Dans un tel contexte conflictuel, le médiateur, à l’écoute des besoins et des émotions respectives des membres de la famille, accompagne la restauration de la communication et les prises de décision. Concrètement, la médiation se met le plus souvent en place à la demande d’un membre de la famille, bien souvent l’aidant principal, qui subit le plus intensément les conséquences du conflit, parfois l’aidé lui-même voire l’institution. Le demandeur convie les autres proches à s’engager dans la médiation, ou laisse au médiateur le soin de la leur proposer. La médiation peut aussi être sollicitée par un juge (le juge des contentieux de la protection par exemple). Les personnes de la famille ont alors l’obligation de tenter une médiation. Si elle n’aboutit pas, ce sera au juge de trancher les différends.

Les conflits avec les institutions

Bien entendu, la situation d’une personne vulnérable peut aussi faire l’objet d’un conflit entre la famille, ou l’un de ses membres, et l’établissement où elle est prise en charge, que ce soit un établissement de soins, une institution pour handicapés, un Ehpad, ou une structure ou service d’aide à domicile. Un désaccord sur la prise en charge, la suspicion de négligences peut donner lieu à une médiation, si l’une des parties la demande, plutôt que d’être traité par la justice. En revanche, il sera difficile pour un médiateur ou une médiatrice d’intervenir si la famille suspecte de la maltraitance. Ce cas relève directement de l’article L 331-8-1 du code de l’action sociale et des familles, qui oblige les établissements à signaler tout dysfonctionnement grave aux autorités de tutelle. Il peut faire l’objet d’une plainte.

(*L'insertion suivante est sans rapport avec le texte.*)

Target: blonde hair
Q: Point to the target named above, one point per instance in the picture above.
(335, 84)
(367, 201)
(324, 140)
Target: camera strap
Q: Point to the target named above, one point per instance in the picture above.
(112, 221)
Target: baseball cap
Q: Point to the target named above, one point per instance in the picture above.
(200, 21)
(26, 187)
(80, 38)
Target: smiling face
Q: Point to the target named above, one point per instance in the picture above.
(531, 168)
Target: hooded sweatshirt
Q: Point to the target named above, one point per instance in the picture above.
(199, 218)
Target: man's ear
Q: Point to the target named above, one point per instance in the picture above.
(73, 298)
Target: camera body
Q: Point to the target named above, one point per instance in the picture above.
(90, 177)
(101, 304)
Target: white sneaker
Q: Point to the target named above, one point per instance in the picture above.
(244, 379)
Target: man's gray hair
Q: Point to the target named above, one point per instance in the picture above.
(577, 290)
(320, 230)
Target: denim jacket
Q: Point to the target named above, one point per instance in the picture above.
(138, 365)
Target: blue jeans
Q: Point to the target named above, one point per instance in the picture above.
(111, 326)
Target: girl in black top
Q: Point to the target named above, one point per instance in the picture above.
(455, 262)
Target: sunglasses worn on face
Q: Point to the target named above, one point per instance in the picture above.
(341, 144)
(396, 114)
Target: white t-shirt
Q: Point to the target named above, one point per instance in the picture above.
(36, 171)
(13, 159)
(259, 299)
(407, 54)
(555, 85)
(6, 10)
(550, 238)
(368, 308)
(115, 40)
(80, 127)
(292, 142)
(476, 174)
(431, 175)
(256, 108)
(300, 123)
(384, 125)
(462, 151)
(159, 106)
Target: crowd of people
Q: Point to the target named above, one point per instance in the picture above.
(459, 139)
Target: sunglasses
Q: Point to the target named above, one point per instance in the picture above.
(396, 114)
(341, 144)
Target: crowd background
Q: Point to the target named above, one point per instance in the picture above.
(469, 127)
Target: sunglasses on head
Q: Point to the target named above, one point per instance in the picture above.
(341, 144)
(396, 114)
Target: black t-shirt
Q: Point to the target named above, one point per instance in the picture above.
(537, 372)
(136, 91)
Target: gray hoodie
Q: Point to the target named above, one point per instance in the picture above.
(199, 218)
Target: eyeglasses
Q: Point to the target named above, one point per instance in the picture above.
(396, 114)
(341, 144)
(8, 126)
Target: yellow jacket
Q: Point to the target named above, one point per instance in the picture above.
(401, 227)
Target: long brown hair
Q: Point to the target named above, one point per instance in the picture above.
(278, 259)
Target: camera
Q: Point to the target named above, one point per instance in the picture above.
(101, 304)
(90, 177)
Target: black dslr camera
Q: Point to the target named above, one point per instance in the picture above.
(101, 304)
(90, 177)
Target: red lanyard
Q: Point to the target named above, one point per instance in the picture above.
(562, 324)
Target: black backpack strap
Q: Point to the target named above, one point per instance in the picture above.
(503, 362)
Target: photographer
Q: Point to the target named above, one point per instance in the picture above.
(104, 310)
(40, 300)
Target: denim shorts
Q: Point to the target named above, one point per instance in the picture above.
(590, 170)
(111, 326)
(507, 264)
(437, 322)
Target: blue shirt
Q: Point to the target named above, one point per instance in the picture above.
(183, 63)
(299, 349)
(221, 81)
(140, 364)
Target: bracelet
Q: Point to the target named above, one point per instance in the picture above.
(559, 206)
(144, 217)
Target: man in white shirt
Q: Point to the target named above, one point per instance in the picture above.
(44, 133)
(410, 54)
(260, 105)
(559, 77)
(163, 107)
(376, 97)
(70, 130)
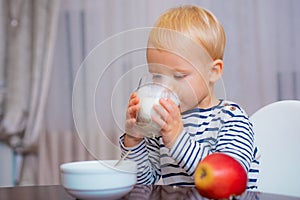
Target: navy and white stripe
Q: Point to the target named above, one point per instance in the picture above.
(223, 128)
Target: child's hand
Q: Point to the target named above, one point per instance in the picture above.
(132, 137)
(171, 122)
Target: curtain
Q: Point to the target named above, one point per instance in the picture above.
(85, 108)
(29, 29)
(259, 66)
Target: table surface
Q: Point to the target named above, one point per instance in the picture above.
(140, 192)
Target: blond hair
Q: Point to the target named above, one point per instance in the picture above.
(195, 23)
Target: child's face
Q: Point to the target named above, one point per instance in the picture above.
(191, 83)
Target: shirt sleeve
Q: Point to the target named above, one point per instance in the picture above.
(235, 138)
(188, 152)
(147, 156)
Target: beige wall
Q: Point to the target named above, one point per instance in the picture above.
(6, 166)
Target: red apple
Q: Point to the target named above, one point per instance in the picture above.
(220, 176)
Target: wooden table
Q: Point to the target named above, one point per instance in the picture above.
(139, 192)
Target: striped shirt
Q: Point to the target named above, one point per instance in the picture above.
(224, 128)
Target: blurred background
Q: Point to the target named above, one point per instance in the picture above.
(55, 107)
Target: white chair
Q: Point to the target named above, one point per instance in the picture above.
(277, 131)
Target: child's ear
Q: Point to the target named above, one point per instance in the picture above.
(216, 70)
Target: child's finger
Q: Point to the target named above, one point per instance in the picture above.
(133, 109)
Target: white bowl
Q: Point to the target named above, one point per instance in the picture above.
(98, 179)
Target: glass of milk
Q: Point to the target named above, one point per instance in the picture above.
(150, 91)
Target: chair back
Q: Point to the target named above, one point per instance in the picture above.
(277, 134)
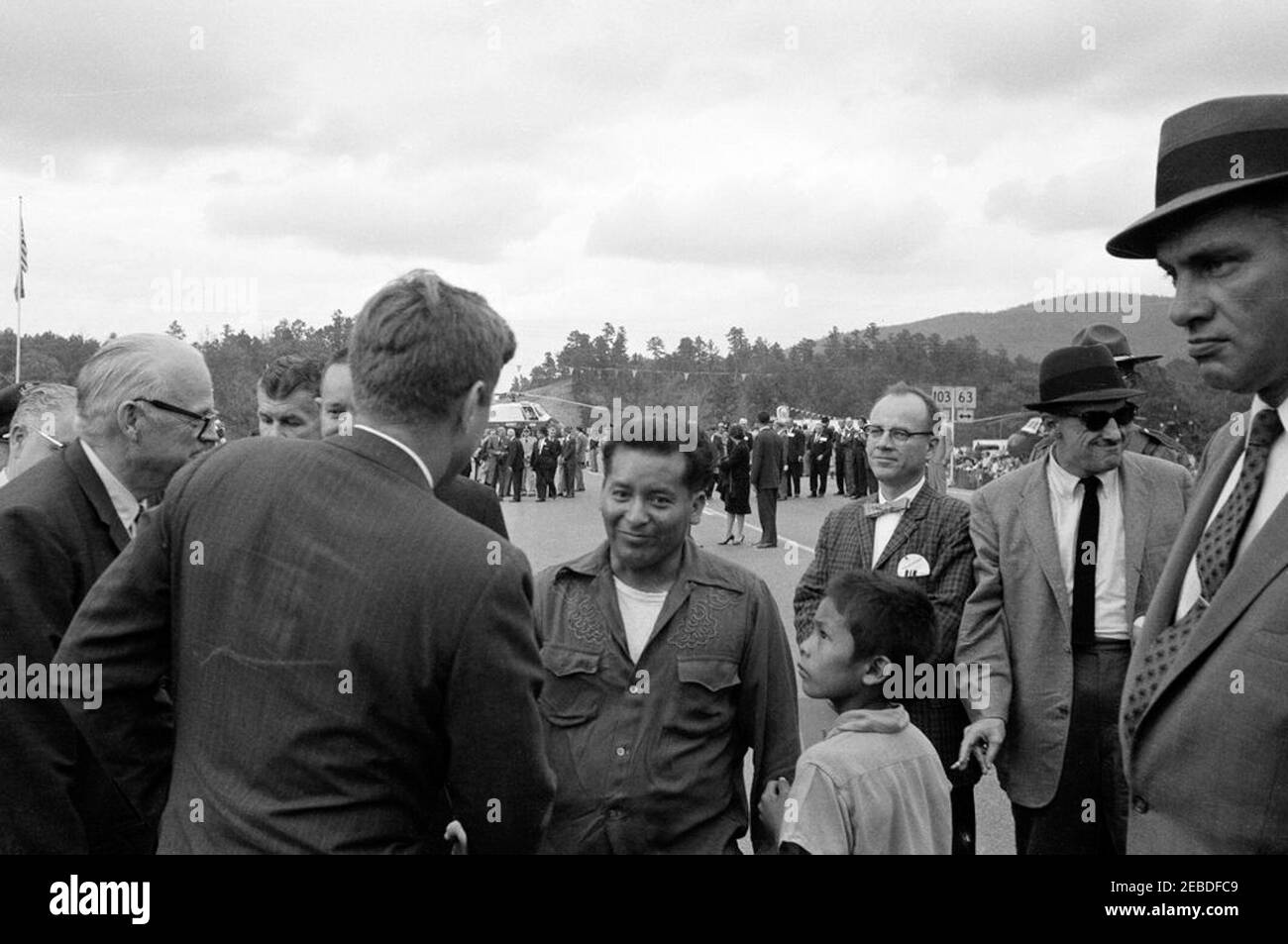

D’autres procédures de traitement des désaccords sont possibles, telles que le recours à l’une des « personnes qualifiées » désignée par le département de résidence en application de la loi du 2 janvier 2002, la saisie du Conseil de Vie Sociale (CVS), instance d’échanges et de consultation interne aux établissements, ou la médiation de consommation, axée sur les litiges administratifs ou financiers. Par rapport à ces procédures, l’espace de médiation a l’avantage de donner aux personnes placées et à leurs familles la possibilité d’exprimer de façon approfondie leurs besoins et attentes dans un espace neutre et confidentiel et de construire ensemble une issue réaliste et durable.

Les tensions ou conflits qui peuvent également survenir entre salariés ou prestataires d’un établissement ont indirectement des répercussions sur les personnes vulnérables. Le dispositif de médiation a encore une fois toute sa place pour apaiser la relation, et la personne vulnérable en bénéficiera.

Alexandra Bohuon, Odile Boucher, Armelle Vallet-Jeanneret,
médiatrices à la Maison de la Médiation

(1) François-Xavier Roux-Demare, La notion de vulnérabilité, approche juridique d’un concept polymorphe, Les Cahiers de la Justice, 2019/4 n° 4.